III. other specific forms of diabetes with a known cause

  • A. Genetic defects of β-cell function (autosomal dominant inheritance) – “Maturity-onset diabetes of the young” (MODY) without auto-Ak detection and obesity. Manifestation before the age of 25. Approximately 1% of all diabetics. There are currently 11 known forms, of which the following four most common forms account for approximately 90% of all MODY cases (all other forms of MODY diabetes occur ≤ 1% and are therefore not listed here):
    MODY form Gene Abbreviation Chromosome PPh Notes
    MODY 1 (approx. 3 %) Hepatocyte nuclear factor 4 alpha HNF-4alpha 20q Reduced insulin secretion, decreased glycogen synthesis. Low triglycerides (blood lipids).
    MODY 2 (approx. 15 %) Glucokinase GK 7p Reduced insulin secretion Mild course, usually without late complications
    MODY 3 (approx. 70%) Hepatocyte nuclear factor 1 alpha HNF-1alpha 12q Reduced insulin secretion Renal (“kidney-related”) glucosuria (excretion of glucose in the urine)
    MODY 5 (about 3%) Hepatocyte nuclear factor 1 beta HNF-1beta 17q Reduced insulin secretion Renal cysts, malformations of the genitals (malformations of the sex)
  • B. Genetic defects of insulin action.
  • C. Diseases of the exocrine pancreas/disease of the pancreas associated with insufficient production of digestive enzymes (chronic pancreatitis/chronic pancreatitis): diabetes mellitus secondary to a pancreatic tumor is also called type 3c diabetes
  • D. Endocrinopathies/diseases caused by impaired function of endocrine glands or the defective action of hormones (acromegaly, aldosteronom, Cushing’s syndrome, glucagonom, hyperthyroidism, pheochromocytoma, somatostatinoma).
  • E. Drug-induced (e.g., glucocorticoids, thyroid hormones, betaadrenergics, thiazides, hormonal contraceptives); see also under “Diabetogenic effects due to drugs”
  • F. Infections (e.g., congenital rubella infection, CMV infection).
  • G. Rare immunologically determined forms (e.g., anti-insulin receptor antibodies).
  • H. Genetic syndromes that are occasionally associated with diabetes (e.g., Down syndrome, Klinefelter syndrome, Turner syndrome)

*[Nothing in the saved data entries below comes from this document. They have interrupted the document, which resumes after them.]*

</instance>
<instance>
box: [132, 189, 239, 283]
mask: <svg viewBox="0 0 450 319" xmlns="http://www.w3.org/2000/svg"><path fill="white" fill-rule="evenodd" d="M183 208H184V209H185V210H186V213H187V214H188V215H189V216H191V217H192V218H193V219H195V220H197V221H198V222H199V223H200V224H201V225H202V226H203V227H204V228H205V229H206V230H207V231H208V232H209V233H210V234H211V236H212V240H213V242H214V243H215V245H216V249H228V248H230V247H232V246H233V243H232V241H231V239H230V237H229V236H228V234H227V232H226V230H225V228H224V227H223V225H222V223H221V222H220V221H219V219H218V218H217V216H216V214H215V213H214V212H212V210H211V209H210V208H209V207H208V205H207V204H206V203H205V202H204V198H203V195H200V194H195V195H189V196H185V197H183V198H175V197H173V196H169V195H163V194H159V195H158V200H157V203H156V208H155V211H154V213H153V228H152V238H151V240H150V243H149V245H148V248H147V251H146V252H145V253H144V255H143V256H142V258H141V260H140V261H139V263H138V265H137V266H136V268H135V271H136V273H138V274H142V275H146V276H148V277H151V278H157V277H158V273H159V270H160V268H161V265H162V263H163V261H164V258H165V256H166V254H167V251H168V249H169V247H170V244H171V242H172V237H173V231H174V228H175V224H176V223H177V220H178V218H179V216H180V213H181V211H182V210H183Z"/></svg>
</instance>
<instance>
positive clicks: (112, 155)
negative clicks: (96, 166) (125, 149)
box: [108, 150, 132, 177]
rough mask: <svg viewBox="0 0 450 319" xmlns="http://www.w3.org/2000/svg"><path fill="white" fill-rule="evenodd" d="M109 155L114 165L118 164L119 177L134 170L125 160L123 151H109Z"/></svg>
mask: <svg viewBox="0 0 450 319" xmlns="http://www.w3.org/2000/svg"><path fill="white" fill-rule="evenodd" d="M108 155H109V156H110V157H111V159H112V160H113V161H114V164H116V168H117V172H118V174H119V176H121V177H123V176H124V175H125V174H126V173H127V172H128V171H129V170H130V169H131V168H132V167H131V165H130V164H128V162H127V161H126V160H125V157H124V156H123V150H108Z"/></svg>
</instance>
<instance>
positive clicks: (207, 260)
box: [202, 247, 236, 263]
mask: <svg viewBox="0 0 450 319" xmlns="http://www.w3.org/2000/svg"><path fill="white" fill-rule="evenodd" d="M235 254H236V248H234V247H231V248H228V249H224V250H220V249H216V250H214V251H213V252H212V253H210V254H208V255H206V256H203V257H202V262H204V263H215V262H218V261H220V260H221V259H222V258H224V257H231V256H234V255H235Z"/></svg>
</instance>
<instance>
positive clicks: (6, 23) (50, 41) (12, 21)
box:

IV.Gestational diabetes (GDM)

Proposal for a new diabetes type 2 classification

The authors, led by Professor Leif Groop of Lund University Diabetes Center in Sweden, propose a new diabetes type 2 classification based on:

Diagnosis age, BMI (body mass index), HbA1c, beta cell function (HOMA 2B: assessment of beta cell function based on C-peptide concentration), insulin resistance (HOMA2-IR: assessment of insulin sensitivity), and autoantibodies (glutamic acid decarboxylase antibodies (GAD antibodies; identification of patients with autoimmune diabetes), they propose a division into five forms in adults:

Cluster Description Clinical symptoms/laboratory Age group Beta cell function Frequency Therapy
1 Severe autoimmune diabetes (SAID); essentially LADA diabetes: latent insulin-dependent diabetes mellitus in adulthood).
  • GAD antibody positive
 Manifestation in younger adulthood Destroyed beta cells (= no insulin production) 6-15 %22 % Patients need insulin therapy early in the course
2 Severe insulin-deficient diabetes (SIDD): similar to cluster 1.
  • High HbA1c level at the onset of the disease.
  • No autoantibodies
  • Are more likely to develop retinopathy
  • Highest risk of diabetic nephropathy
 Affected people are usually young and slim Clear insulin deficiency 9-20 %3 % Patients often require insulin relatively early
3 Severe insulin-resistant diabetes (SIRD)
  • Affected individuals are usually severely overweight, but metabolism is less disturbed than in patients in cluster 3
  • Highest risk of non-alcoholic fatty liver.
  • High risk of nephropathy
 Significant insulin resistance at the time of diagnosis 11-17 %11 %
4 Mild obesity-related diabetes (MOD)
  • Affected persons are usually severely overweight
  • Patients often have a mild course of diabetes
 Metabolism is less disturbed than in patients in cluster 3 18-23 %29 %
5 Mild age-related diabetes (MARD) in elderly patients
  • Symptoms begin at an older age compared with the other clusters
  • Patients often have a mild course of diabetes
 Older patients 39-47 %35 %

According to the researchers, all five forms were genetically distinct, so they were different types rather than stages of disease. Furthermore, the authors pointed out that many cluster 1+2 patients were not receiving insulin at manifestation.